А в адмиралтейств-коллегий не утихали споры: кому вести передовую эскадру? По всем статьям выходила эта Должность Спиридову, но тот упорно отказывался, говоря сердито в своем кругу:
– Не пристало мне, вице-адмиралу и кавалеру российскому, в услужении у цареубийцы Алехана пребывать! Честь свою превыше всех других наград почитаю! Екатерина тем временем торопила Чернышева:
– Кого ставит коллегия над флотом, в южные моря идущим?
– Спиридова хочу, флагмана кронштадтского, – вздыхал граф Иван, – но сомневается он, будет ли власть ему в руки дадена.
При упоминании имени Спиридова Екатерина поморщилась. Неприязнь императрицы к своенравному адмиралу началась давно, еще с флотских маневров 1763 года. Тогда, глядя на неудачное маневрирование Кронштадтской эскадры, Екатерина заявила во всеуслышание:
– У нас в излишке кораблей и народа, но нет ни флота, ни моряков!
Услышав слова такие, стоявший рядом контр-адмирал Спиридов ответил Екатерине дерзко, не убоясь гнева:
– Дело, ваше величество, не в кораблях и моряках, кои честно и не щадя живота своему Отечеству любимому служат, а в тех, кто о флоте заботу иметь должен!
И сейчас, выслушав графа Ивана Чернышева, императрица ответила раздраженно:
– Полноту власти обещаю твердо! Графу Алексею дела земные, Спиридову твоему морские. Каждому стихия своя!
А на следующий день Екатерина лично приняла будущего флагмана Первой Средиземноморской эскадры. В разговоре с ним была любезна и предупредительна. Обещала исполнить все, что Спиридов ни пожелает. Уговаривала ласково:
– Зная верность вашу и усердие, к Отечеству любовь, хотела бы я поручить вам главную команду над отправляемой к грекам эскадрой!
Прощаясь, возложила на адмирала злаченый образ воителя Иоанна на ленте голубой Андреевской. Сказала, улыбаясь ласково:
– Даю сей сильный талисман. Он залогом побед ваших будет! Экспедицию ж по всегдашней к вам договоренности препоручаю под ваше ведение.
Все, беседа окончена. Арапы в белых чалмах, распахивая двери, скалили ослепительные зубы.
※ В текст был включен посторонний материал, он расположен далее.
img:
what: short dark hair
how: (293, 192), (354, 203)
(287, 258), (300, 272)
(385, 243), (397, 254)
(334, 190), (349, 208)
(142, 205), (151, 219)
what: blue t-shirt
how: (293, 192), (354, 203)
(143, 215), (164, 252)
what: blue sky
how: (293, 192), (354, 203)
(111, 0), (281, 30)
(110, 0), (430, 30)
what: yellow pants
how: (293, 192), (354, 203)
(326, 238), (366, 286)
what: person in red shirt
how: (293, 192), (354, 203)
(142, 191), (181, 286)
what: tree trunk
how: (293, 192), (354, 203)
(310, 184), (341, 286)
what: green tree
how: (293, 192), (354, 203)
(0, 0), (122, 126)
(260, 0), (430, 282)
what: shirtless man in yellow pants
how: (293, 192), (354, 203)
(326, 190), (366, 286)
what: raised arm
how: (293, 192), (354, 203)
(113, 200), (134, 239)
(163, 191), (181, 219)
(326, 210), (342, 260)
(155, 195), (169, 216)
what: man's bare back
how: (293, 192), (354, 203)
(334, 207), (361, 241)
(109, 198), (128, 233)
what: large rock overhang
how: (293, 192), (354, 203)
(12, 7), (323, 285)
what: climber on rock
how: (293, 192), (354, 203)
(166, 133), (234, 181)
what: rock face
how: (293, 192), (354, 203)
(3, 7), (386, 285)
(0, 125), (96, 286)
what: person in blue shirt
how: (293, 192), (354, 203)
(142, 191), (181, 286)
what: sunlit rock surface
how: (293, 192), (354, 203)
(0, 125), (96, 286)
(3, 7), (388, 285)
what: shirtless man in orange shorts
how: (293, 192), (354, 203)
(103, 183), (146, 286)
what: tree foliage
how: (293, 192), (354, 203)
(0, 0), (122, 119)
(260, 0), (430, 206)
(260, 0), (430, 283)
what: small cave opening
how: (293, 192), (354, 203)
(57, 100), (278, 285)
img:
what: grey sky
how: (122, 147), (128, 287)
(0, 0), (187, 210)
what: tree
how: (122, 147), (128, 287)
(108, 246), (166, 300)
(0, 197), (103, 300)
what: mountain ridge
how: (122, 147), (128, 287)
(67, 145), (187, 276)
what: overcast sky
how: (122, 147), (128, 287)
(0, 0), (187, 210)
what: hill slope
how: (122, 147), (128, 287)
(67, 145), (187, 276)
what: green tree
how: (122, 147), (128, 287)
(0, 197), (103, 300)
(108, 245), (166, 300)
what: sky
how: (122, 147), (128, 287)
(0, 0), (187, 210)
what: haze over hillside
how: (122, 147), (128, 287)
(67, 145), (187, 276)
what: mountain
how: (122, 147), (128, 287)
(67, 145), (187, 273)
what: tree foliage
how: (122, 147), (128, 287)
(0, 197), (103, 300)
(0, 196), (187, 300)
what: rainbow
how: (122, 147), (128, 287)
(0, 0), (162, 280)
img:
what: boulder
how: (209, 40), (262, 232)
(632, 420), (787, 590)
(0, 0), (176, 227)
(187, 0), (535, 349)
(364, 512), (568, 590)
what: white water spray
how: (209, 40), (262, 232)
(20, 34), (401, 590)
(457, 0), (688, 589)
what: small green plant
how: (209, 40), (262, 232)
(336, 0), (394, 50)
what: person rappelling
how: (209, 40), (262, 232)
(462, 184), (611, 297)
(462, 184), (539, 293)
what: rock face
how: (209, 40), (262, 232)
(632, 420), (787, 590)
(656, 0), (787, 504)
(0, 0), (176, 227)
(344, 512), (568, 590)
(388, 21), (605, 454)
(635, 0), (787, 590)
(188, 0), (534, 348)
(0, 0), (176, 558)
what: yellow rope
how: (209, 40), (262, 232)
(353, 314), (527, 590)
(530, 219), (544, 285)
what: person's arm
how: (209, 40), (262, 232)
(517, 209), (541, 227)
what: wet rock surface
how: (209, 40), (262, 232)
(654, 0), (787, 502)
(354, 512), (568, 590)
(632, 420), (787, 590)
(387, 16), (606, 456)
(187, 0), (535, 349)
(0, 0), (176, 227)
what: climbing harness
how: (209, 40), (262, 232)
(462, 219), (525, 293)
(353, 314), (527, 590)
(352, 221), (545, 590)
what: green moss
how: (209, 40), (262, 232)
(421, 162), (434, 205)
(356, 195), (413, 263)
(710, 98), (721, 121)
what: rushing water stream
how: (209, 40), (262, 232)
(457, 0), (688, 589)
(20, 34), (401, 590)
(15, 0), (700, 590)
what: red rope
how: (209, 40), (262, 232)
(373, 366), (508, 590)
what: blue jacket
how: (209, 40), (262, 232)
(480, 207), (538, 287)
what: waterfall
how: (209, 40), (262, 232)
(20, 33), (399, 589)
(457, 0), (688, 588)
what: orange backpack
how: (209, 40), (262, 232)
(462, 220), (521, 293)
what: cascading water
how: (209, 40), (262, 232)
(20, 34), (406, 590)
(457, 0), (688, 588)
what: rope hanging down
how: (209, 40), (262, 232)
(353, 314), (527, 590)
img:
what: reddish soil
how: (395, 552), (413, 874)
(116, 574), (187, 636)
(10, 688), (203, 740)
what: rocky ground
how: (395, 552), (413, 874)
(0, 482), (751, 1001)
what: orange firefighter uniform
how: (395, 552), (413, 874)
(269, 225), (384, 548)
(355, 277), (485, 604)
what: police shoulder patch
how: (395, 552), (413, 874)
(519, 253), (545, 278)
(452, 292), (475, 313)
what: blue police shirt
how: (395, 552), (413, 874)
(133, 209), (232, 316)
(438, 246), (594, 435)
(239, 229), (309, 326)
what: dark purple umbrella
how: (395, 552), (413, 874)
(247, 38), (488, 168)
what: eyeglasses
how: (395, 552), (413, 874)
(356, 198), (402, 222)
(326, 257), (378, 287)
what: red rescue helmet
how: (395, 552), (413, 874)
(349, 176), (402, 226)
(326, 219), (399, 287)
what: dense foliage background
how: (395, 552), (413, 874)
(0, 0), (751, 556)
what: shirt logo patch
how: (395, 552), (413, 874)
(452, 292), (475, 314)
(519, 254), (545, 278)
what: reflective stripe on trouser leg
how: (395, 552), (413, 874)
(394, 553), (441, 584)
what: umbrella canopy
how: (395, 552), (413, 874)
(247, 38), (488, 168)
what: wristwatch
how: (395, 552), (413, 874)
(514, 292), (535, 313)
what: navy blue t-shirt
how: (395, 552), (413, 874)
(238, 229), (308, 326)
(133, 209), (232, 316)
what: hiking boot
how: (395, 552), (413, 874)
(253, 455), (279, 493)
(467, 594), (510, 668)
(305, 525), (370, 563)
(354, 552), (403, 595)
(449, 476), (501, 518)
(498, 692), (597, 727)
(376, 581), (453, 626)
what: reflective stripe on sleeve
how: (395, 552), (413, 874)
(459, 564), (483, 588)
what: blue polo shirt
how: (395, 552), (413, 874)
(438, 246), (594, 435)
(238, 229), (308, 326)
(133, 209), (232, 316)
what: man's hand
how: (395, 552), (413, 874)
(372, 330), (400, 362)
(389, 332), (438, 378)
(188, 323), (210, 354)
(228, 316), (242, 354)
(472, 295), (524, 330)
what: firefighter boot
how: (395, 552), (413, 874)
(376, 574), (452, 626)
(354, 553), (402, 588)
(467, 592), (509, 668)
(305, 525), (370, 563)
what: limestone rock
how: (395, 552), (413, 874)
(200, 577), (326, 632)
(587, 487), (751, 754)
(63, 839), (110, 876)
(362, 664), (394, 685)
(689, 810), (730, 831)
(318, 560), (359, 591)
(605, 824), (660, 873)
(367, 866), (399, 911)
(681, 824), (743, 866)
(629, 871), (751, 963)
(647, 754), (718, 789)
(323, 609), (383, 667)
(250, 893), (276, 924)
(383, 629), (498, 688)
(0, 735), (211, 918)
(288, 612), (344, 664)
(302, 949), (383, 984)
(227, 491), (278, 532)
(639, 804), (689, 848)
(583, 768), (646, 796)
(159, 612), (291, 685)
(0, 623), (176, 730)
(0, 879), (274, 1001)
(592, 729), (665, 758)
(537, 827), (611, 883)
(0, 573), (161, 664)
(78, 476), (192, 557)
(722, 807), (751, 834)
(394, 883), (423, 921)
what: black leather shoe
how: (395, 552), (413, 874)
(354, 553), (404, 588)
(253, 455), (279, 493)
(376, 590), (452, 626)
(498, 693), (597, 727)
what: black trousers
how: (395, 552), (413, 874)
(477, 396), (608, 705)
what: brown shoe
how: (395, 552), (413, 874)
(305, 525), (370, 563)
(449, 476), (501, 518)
– Давай в коллегию! – выйдя из дворца, бросил Спиридов кучеру. Приехавши туда, Ивану Чернышеву он заявил так:
– Уж коли государыня слово дала, то, будучи в полной самостоятельности, я все, что надобно, исполню!
– Слава те, Господи! – перекрестился облегченно Чернышев. – Поздравляю с назначением на сей пост высокий, Григорий Андреевич!
Отмолчался вице-адмирал и тотчас отбыл к себе в Кронштадт.
В тот же день Екатерина II писала в Ливорию Алексею Орлову: «Будучи совершенно надежны в вашей к нам верности, в способности вашей и в горячем искании быть Отечеству полезным сыном и гражданином, охотно соизволяем мы по собственному вашему желанию поручить и вверить вам приготовление, распоряжение и руководство сего подвига».
Одновременно отписала она и ордер о производстве доверчивого Спиридова в полные адмиралы. Пусть до поры до времени пребывает в счастливом неведении и тешится малым. Окончательно задабривая Спиридова, определила Екатерина ему четыре тысячи на подъем и семьсот столовых, больше, чем кому-либо в прежние времена.
20 марта 1769 года Екатерина II подписала указ: «Мы поручили нашему вице-адмиралу Спиридову некоторую экспедицию, чего ради адмиралтейская коллегия имеет к споспешествованию оной чинить ему по его требованиям возможные вспоможения».
Императрица торопилась. Воображение ее подстегивали послания «тайного главнокомандующего» из Италии: «Эскадра наша от восьми до десяти военных кораблей и на которые несколько войск наших посажено будет, если достигнет до наших мест, чем скорее, тем лучше. Слыша о неисправности морской турецкой силы, о слабости их с сей стороны, надежно донести могу, что оная… более страшна им быть может, нежели все сухопутное войско».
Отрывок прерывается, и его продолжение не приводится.